Canine adipose tissue-derived (cAT)-MSCs were cultured in Dulbecco's modified Eagle's medium (DMEM; Welgene, Gyeongsan-si, Korea), supplemented with 10% fetal bovine serum (FBS; Gibco, Billings, MT, USA) and 1% penicillin/streptomycin (PS; PAN-Biotech, Aidenbach, Germany). DH82, a canine macrophage cell line, was purchased from the American Type Culture Collection (ATCC number: CRL-10389; Manassas, VA, USA) and maintained in DMEM with 15% FBS and 1% PS. All cells were incubated at 37°C and 5% CO2. The medium was changed every 2–3 days, and the cells were subcultured when they reached 70–80% confluence. cAT-MSCs from the third passage were used for all subsequent experiments.

2.4. Isolation and characterization of cAT-MSCs

Canine adipose tissues were obtained from three healthy adult female dogs undergoing ovariohysterectomy at the Seoul National University Veterinary Medical Teaching Hospital (SNU VMTH) under a protocol approved by the Institutional Animal Care and Use Committee (IACUC) of SNU (protocol no.
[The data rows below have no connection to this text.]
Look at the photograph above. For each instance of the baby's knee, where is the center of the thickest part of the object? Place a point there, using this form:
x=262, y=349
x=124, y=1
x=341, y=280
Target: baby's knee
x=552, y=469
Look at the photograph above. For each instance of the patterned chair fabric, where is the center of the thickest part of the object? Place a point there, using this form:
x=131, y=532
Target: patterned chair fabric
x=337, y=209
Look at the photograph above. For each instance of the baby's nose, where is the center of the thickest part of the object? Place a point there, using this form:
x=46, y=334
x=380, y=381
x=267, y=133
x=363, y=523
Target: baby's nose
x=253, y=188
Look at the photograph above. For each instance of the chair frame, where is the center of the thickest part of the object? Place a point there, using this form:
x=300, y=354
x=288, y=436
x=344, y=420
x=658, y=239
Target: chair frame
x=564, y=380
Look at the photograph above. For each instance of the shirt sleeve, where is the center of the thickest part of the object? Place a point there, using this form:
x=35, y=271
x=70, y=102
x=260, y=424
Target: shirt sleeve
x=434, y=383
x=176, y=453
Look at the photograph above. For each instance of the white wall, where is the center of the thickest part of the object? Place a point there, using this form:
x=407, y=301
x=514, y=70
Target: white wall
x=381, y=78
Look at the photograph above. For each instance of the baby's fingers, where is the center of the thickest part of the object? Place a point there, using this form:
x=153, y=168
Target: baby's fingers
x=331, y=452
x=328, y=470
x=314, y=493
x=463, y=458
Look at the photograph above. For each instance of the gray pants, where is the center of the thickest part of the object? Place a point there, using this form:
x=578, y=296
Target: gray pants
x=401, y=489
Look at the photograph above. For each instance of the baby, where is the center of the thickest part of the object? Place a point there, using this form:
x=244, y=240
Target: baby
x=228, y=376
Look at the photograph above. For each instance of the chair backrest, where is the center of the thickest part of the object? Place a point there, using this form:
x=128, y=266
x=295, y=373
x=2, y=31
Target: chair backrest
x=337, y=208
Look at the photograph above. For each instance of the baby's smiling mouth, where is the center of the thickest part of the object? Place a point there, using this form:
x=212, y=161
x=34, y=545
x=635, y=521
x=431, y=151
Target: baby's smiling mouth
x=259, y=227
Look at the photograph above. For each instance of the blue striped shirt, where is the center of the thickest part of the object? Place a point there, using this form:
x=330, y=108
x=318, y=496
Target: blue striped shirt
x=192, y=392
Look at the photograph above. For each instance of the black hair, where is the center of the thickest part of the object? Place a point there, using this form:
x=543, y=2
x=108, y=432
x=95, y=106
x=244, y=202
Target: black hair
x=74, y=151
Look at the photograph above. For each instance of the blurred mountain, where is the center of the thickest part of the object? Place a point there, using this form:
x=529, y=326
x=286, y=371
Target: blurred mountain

SNU-220818-1). MSC isolation and culture were performed as previously described (29). Adipose tissue samples were washed with Dulbecco's phosphate-buffered saline (DPBS; Welgene) supplemented with 1% PS, disintegrated using sterilized scissors, treated with collagenase type IA (0.1%; Gibco), and incubated at 37°C for 1 h. After incubation, tissue sample neutralization was performed using DMEM supplemented with 10% FBS. The neutralized samples were centrifuged at 1,200 × g for 5 min, and the pellet was passed through a 70-μm cell strainer (Thermo Fisher Scientific, Waltham, MA, USA) and again centrifuged at 1,200 × g for 10 min. To remove the remaining red blood cells, the pellet was resuspended in RBC lysis buffer (Sigma-Aldrich, St. Louis, MO, USA), incubated at room temperature for 5 min, washed with DPBS, and centrifuged at 1,200 × g for 5 min. After removing the supernatant, the pellets were resuspended in DMEM with 10% FBS and 1% PS and seeded at a density of 3,000 cells/cm2 in 100 mm cell culture dishes. Cells were maintained at 37°C in 5% CO2 and the medium was replaced every 2–3 days. Subculture was performed when cells exhibiting fibroblast-like morphology reached 70–80% confluence.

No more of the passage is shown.